Crónicas em revista (2)
(Continuo a publicar aqui algumas crónicas antigas, que ainda
carrego comigo. A segunda foi uma crónica para o jornal Público, publicado em Dezembro de 2012)
A peça que não encaixava
Anna Anthropy, também conhecida por Auntie Pixelante e também conhecida por Dessgeega, é designer de videojogos. Foi homem, hoje é mulher, mantém uma relação estável com outra mulher. Contou a sua história em Dis4ia – uma experiência interativa que não trata de armas, nem de pássaros, nem de corridas, mas de algo mais doloroso, íntimo e urgente: o processo de mudança de sexo de Anthropy.
Através de imagens, sons, palavras e os gestos do próprio jogador, Anthropy tentar contar a sua experiência, que sabe rara e incompreendida, usando como metáfora o mais clássico dos videojogos: o Tetris.
No jogo de 1984, do engenheiro informático russo Alexei Pajitnov, as peças a encaixarem umas nas outras para desaparecerem eram uma metáfora triste e sombria da vida na União Soviética, mas Anthropy pegou nessa metáfora para se traduzir a si própria na peça que não encaixa em lado nenhum: um homem que não se sente homem e deseja ser mulher para amar outra mulher.
Os jornais, os livros e a internet contam milhares de histórias assim, únicas e pessoais, mas Anthropy permite-nos tocar, através do interface virtual, a sua dor e frustração, senti-la através das palavras, das imagens, dos sons e dos gestos que fazemos no jogo.

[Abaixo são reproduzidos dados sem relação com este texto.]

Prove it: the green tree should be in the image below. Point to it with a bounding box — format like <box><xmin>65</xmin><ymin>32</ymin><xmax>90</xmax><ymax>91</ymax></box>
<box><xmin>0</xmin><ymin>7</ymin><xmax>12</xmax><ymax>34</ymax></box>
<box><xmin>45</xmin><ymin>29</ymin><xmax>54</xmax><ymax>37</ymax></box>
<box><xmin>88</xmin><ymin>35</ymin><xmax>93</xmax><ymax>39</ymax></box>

Se a face mais visível dos videojogos é o escapismo adolescente ou o passatempo adulto, há um pequeno nicho de videojogos que procura contar histórias íntimas, pessoais, que abram olhares singulares sobre o mundo. É o que acontece com Dis4ria, com Aether, onde o deslumbramento e a melancolia da infância são uma viagem estonteante entre nuvens e planetas, ou Passage, onde a vida é uma caminhada cada vez mais difícil e estreita numa paisagem familiar. Juntando a intimidade da tecnologia e os gestos do teatro, hoje as histórias de outras pessoas já não são algo que apenas recebemos com os nossos olhos e ouvidos, mas que podemos partilhar com o nosso próprio corpo.